JUNIOR’S DONE IT AGAIN: We couldn’t help feel a bit lighter and happier last week when Ken Griffey Jr. was voted into the National Baseball Hall of Fame. He didn’t just get in but knocked it out of the park, winning on all but three of 440 ballots cast by U.S. baseball writers.
There was always something about The Kid, or Junior. He had a dramatic flair. He hit big home runs and a lot (630) of them. He made spectacular catches in the field. Griffey’s infectious joy in playing a kid’s game helped save a struggling franchise in the 1990s, helped inspire public support for funding Safeco Field and served as the magic carpet that carried the M’s into the playoffs for the first time.
A bonus is that he’ll wear the Seattle Mariners uniform into the hall — honoring a team that has been as terrible in recent years as the Seahawks football team has been good.
Our M’s are the team Griffey started his career with. As the late Mariners’ sportscaster Dave Niehaus might have said: “My oh my. Junior’s done it again.”
GILMAN MAINTAINS BEARD TRADITION: We noticed that Clark Gilman, the new Olympia City Council member appointed last week, has a beard. So did former Mayor Stephen Buxbaum and Councilman Steve Langer, who both left their posts recently. Gilman will have company — with bearded council member Nathaniel Jones.
We wondered whether this was a job requirement for male council members until we remembered that Councilman Jim Cooper hasn’t grown one — yet.
THE FUTURE OF PAY PHONES?: Next summer, New York City will replace 500 of its remaining pay phones with kiosks offering Wi-Fi hotspots, complete with an Android tablet people can use to make phone calls or go online.
The effort is a partnership between the city and three tech companies and will be financed by ad revenue on the kiosks. The goal is to provide 7,500 of these over the next few years. The city is guaranteed a minimum of $500 million in annual revenue from its tech company partners.
MIDDLE CLASS RETAILER TROUBLE: Macy’s is expected to announce the closure of 40 stores in early 2016, according to the Cincinnati Enquirer, its hometown newspaper. Fortunately, Olympia’s store is not on the closure list.

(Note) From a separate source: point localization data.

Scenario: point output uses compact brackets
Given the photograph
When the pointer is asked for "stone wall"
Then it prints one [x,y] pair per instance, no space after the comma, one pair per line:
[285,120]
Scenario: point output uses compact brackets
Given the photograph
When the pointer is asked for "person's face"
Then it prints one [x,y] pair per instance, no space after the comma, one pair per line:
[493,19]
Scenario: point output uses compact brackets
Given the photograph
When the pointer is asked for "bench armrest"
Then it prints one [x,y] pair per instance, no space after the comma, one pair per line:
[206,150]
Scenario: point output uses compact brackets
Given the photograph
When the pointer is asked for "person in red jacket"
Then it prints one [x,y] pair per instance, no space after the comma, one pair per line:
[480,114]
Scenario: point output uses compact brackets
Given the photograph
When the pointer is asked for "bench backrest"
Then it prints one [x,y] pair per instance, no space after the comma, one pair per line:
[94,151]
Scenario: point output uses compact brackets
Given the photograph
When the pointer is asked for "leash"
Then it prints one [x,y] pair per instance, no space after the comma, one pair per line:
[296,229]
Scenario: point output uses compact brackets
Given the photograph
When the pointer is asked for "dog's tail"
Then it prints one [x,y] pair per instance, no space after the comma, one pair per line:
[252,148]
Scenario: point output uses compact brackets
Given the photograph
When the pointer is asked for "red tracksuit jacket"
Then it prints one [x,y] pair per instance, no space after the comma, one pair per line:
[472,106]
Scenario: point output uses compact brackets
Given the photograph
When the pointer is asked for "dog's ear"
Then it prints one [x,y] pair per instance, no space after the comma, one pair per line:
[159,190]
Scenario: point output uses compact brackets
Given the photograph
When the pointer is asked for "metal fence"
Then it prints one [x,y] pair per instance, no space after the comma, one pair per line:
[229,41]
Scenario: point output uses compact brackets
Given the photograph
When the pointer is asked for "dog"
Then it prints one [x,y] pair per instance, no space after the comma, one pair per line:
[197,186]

But the chain may close a quarter of its 800 stores nationwide if current shopping trends continue. Those trends include more online shopping, and the shrinkage of Macy’s middle class, mall shopper consumer base.
While stores like Macy’s and J.C. Penney struggle, higher-end mall-based stores like Nordstrom and Louis Vuitton are thriving, as are bargain stores like Ross Dress for Less and T.J. Maxx.
HEARTENING RESPONSE TO HATEFUL GRAFFITI: Vandals painted a swastika on a sculpture outside the Jewish temple in Olympia just before Christmas.
The defacement at Temple Beth Hatfiloh was offensive, but the response by temple members and other groups, including Unity in the Community and Interfaith Works, was truly heartening.
More than 100 people gathered on the Fourth Avenue Bridge on New Year’s Day with signs that urged South Sounders to support a more inclusive community.